Иностранная литература №03/2011 - страница 3



Если же говорить о переводе Алексея Цветкова в целом, то он хорош.

А. Ц. У меня замечание “в pendant”: помимо сценических интерпретаций, есть еще и кинематографические. Для меня очень важным примером такого рода была постановка Кеннета Брана, одна из самых несокращенных – протяженностью в четыре часа. И вот там есть интересная интерпретация монолога Гамлета: говоря, он (поскольку в кино сцены нет и зала нет) подходит к зеркалу. И там он практически шепчет. Это не мелодекламация, к которой мы привыкли, а такой вот шепот, и понятно, что мысль вытекает из головы и течет: “так”, да? Обрыв строки мне казался здесь просто очень неправильным.
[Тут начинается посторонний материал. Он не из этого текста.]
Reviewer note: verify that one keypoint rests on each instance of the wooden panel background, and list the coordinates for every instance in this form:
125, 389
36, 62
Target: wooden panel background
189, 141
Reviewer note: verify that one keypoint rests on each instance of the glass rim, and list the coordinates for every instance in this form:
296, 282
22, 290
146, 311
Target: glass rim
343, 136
А. Б. У меня тоже комментарий по поводу Кеннета Брана: с моей точки зрения, это один из самых пустых фильмов по этой пьесе, которые мне известны. Брана в этом фильме придумал массу занятных забавных деталей, включая ту, о которой вы сказали. Только вы не сказали еще об одной вещи. Ведь он шепчет монолог зеркалу, за которым прячется Клавдий, потому что зеркало одностороннее, и Клавдий видит его страшно близко. Придумано лихо, но эта куча замечательно придуманных деталей не должна заслонять самого главного: того, что в этом фильме нет Гамлета. Нет Гамлета потому, что Кеннет Брана – прирожденный Лаэрт, а тому, кто рожден Лаэртом, никогда не сыграть Гамлета. Брана со студенческих лет стремился сыграть Гамлета и с железной своей волей, отнюдь не гамлетовской, а лаэртовской, он эту идею пробивал. Он играл Гамлета в школе, он играл Гамлета в “Шекспировском театре”, потом сделал фильм по “Гамлету”. Но Лаэрт так и не стал Гамлетом. И мне кажется, что если видеть в этом фильме некоторый образец, то это не вполне удачный образец, а то, что он такой длинный, делает его довольно скучным.
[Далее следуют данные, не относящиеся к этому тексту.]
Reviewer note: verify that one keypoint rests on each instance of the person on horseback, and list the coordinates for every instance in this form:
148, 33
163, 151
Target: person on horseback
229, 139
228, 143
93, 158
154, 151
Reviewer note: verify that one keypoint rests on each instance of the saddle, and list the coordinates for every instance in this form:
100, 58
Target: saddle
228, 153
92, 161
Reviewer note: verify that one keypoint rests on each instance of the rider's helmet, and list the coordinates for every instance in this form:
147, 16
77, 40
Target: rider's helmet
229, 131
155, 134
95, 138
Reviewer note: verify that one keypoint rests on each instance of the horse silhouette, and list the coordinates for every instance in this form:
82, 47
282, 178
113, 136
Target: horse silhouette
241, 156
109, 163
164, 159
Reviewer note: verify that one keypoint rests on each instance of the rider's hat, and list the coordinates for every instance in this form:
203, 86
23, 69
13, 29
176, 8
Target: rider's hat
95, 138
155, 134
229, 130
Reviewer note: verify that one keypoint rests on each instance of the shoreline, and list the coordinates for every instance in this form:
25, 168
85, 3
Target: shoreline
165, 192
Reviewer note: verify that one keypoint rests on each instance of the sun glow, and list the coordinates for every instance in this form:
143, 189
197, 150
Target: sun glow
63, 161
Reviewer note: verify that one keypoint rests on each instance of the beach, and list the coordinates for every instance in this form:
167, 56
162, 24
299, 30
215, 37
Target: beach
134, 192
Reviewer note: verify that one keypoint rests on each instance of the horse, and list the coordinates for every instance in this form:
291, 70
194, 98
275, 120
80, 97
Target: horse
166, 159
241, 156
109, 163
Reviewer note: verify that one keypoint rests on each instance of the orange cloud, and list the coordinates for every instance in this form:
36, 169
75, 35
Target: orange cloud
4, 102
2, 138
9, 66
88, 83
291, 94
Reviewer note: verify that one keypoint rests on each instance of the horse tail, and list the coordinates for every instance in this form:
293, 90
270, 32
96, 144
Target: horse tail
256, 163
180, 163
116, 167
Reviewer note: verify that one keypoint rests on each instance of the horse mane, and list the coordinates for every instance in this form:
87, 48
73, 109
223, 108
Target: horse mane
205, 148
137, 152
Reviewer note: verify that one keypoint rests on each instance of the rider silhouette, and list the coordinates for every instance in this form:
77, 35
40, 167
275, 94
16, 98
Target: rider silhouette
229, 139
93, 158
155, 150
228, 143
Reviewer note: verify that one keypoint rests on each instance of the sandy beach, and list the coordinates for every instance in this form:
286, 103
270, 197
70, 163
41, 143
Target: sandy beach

С. Г. Теперь, наверное, время перейти к финальной части нашего собрания: вопросы нашим героям и, по возможности, ответы…

Николай Караев. Эстония, еженедельник “День за днем”.
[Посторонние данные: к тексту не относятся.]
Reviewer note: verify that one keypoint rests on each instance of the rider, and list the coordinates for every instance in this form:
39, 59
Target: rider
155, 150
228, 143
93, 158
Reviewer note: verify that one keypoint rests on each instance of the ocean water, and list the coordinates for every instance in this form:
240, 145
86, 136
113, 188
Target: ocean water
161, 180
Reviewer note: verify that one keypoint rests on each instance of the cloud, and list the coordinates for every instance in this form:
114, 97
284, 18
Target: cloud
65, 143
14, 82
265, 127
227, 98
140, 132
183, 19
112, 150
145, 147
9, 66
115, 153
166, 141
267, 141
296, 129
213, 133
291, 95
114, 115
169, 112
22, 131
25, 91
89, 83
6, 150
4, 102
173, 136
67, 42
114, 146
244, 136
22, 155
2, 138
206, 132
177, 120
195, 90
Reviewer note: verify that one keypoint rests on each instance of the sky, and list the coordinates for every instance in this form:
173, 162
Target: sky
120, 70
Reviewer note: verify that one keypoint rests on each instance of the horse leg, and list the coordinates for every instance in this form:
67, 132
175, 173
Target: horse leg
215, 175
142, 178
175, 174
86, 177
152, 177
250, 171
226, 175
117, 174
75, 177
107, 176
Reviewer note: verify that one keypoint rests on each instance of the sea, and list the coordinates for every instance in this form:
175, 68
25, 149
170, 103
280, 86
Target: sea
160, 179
Какой подход вы избирали в переводе, когда имели дело с какими-то вещами, которые уже вошли в русский язык на уровне фразеологизмов, вроде “На какой почве свихнулась? – На нашей, датской”, “Вся Дания – тюрьма” и т. п.? Вы их повторяли или искали какие-то свои пути?

А. Ц. Двоякий. Я их обычно игнорировал. Как мне казалось точнее, так я и переводил. Но когда я видел, что где-то есть совпадение, то к чему попусту версифицировать? Чтобы отличаться от Пастернака или Лозинского? Я не заглядывал в них, но какие-то вещи совпали, это естественно, это значит, что мы видели одно и то же.

Н. К. И второй вопрос. Как уже сказал ваш уважаемый оппонент, неизбежно возникнет ситуация, когда к вашему переводу будут придираться построчно. Вот из того, что я услышал, в финале монолога “Быть или не быть”, там “With this regard their currents turn away // And lose the name of actions…”, у вас “turn away” – “разбивается на струи”, это довольно своеобразная интерпретация. Я не прошу вас оправдываться, я хочу узнать, как вы будете реагировать на такие придирки вообще.

А. Ц. Естественно, если эти придирки будут адресованы в серьезной форме, я на них отвечу. Я не считаю свой перевод совершенным. Если кто-то сделает лучше, то выиграет от этого Шекспир. Моя задача состояла не в том, чтобы одолеть всех предыдущих переводчиков, а чтобы принести максимум от Шекспира современному русскому читателю и зрителю. Если мне это удалось – то это замечательно, в той мере, в какой мне это удалось. Если кому-то удастся лучше, я буду только счастлив.